After running this, you probably will see your bash change to something like (in the Graham cluster):
```{bash, eval=FALSE}
(base) [lourenco@gra-login1 scratch]$ salloc --time=0:30:0 --account=rrg-ggalex --cpus-per-task=8 --mem=0 [email protected] --mail-type=ALL
salloc: Pending job allocation 6806097
salloc: job 6806097 queued and waiting for resources
salloc: job 6806097 has been allocated resources
salloc: Granted job allocation 6806097
salloc: Waiting for resource configuration
salloc: Nodes gra189 are ready for job
(base) [lourenco@gra189 scratch]$
```
Please note that **gra189** in this case is your machine name. You need to remember it later to use it in your ssh tunnel.
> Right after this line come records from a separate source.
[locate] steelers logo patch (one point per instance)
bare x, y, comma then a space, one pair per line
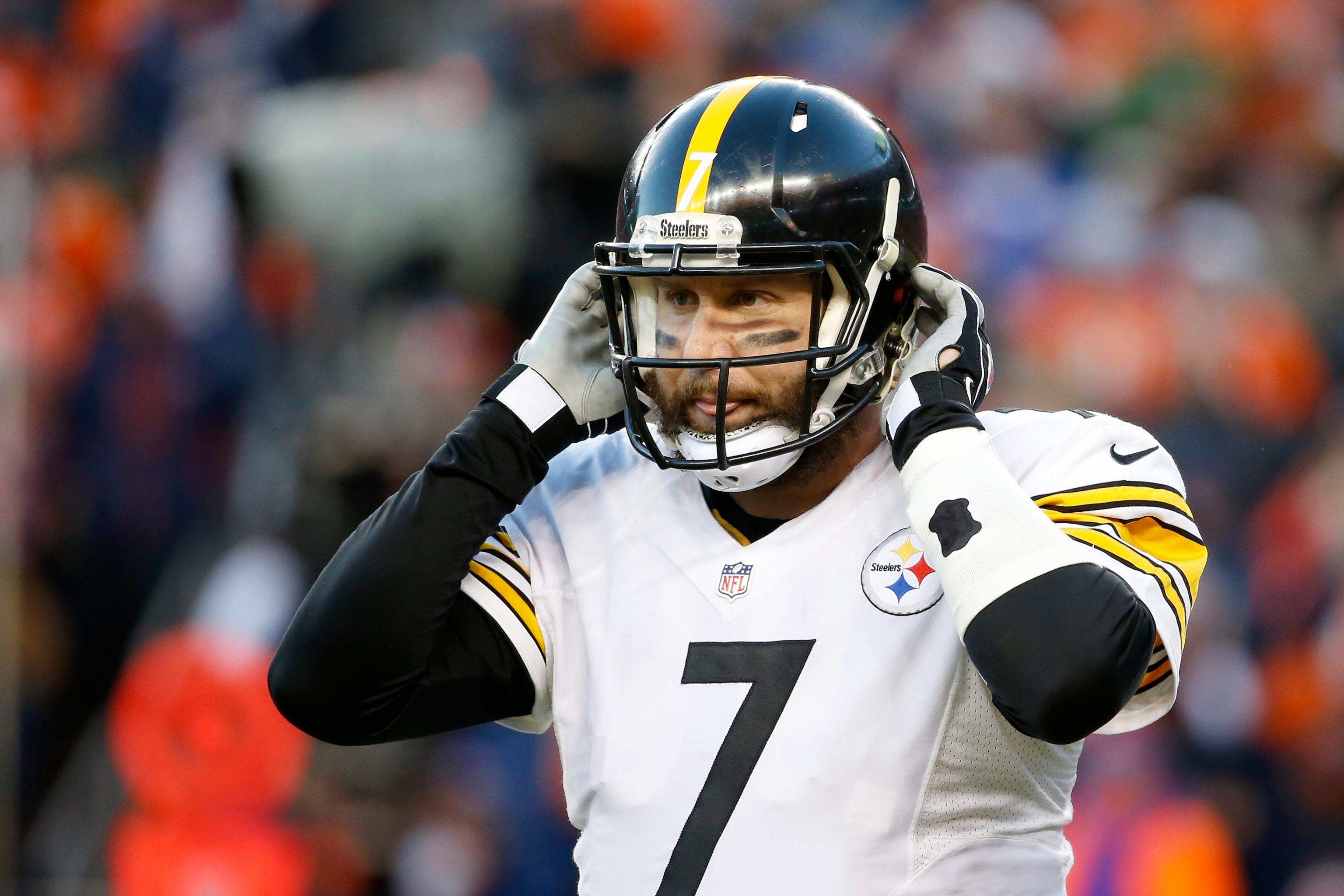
897, 578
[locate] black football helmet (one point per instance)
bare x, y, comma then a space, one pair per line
759, 176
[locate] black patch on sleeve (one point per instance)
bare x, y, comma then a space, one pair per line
953, 525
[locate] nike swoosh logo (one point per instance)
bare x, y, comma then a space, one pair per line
1130, 458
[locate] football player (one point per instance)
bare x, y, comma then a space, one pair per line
811, 624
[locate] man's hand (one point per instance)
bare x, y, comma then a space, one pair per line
566, 367
949, 375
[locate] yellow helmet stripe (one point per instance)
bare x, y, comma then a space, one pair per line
705, 143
**5. Start the container in the newly allocated working node**
```{bash, eval=FALSE}
apptainer exec --bind run:/run,var-lib-rstudio-server:/var/lib/rstudio-server,database.conf:/etc/rstudio/database.conf,.rstudio:/home/rstudio/.rstudio/ rstudio_container_v1_0.sif /usr/lib/rstudio-server/bin/rserver --auth-none=1 --auth-pam-helper-path=pam-helper --server-user=$(whoami) --www-port=8787
```
This will launch an rstudio server as a singularity service. If you need, bash is
available as a terminal tab in that RStudio. To access the instance, you need
to do a ssh tunnel, to forward the cluster port in the working node, to your machine. For that, **you must to create a new, separate, ssh connection, and keep it open** (without
running any job on it). You can do as this (similar to what we described in the ssh section of CCPrimer, with a twist):
```{bash, eval=FALSE}
ssh -i ~/computecanada/computecanada-key -L 9102:graXXX:8787 [email protected]
```
Some details:
- *-i ~/computecanada/computecanada-key*: the *-i* flag calls your ssh key file;
- *-L 9102:graXXX:8787*: the *ssh tunnel* in fact. It forwards node port 8787 to your localhost at port 9102. Note that **you must replace graXXX with the node name of the machine assigned to you** after running *salloc*;
- *[email protected]*: your username, followed by the cluster url. Note that our lab research allocation is available in Graham for now.
After this, you should be able to access the rstudio server by using this url
in your browser:
```{bash, eval=FALSE}
localhost:9102
```
## Finishing your Running session
Do not forget saving your work in partitions that enable saving (ex.: `/home`, `/project`, `/scratch`), because **if you save in a folder within the container, it will not be saved**, after your session ends. Remember that `/scratch` is meant for temporary save, being automatically wiped by the cluster systems after 30 days.
Once saved, you can simply end your running sessions by either using `Ctrl + C` in the apptainer run session, and then calling `exit` on bash up to ending the `salloc` session, and another time, to relinquish the ssh session (remember to do this both in the bash session that runs the jobs, as well in the ssh tunnel). At the end you will only see the bash of your local machine. It is important to do this procedure, because otherwise it may be possible that the machine is still running, and consument the group Alliance Canada credits. Once you finish the slurm `salloc` session you will receive an e-mail (as you got one when the session started), telling that the session has finished (or relinquished, if your runnign time expired).